When the New York Yankees played the Los Angeles Angels, Goldman served as the team’s bat girl. The now 70-year-old also got to throw out the first pitch.
It all began back 1961 when Goldman sent a letter to the organization as a 10-year-old. She wanted to be a bat girl, but the then-general manager Roy Hamey replied to her letter telling her no.
“While we agree with you that girls are certainly as capable as boys, and no doubt would be an attractive addition on the playing field, I am sure you can understand that in a game dominated by men a young lady such as yourself would feel out of place in a dugout,” he wrote in a letter the Yankees shared online.
Decades after Goldman received the rejection from the Yankees, her daughter decided to reach out again. This time there was good news to share.
Goldman was going to be a New York Yankees bat girl!
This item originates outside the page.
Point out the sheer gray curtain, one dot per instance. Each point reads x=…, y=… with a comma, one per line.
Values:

“Here at the Yankees, we have championed to break down barriers in our industry,” the Yankees’ current general manager said during a Zoom call. “It is an ongoing commitment rooted in the belief that a woman belongs everywhere a man does, including the dugout.”
On Monday, when the day finally arrived, Goldman couldn’t believe it.
“It was a thrill of a lifetime — times a million,” she said, according to the Associated Press.
“And I actually got to be out in the dugout, too. I threw out a ball, I met the players. Yeah, it goes on and on. They had set up a day for me that is something that I never would have expected.”
Hopefully this won’t be the last time we see a bat girl in the dugout of an MLB game. There is no reason a girl can’t be in the dugout.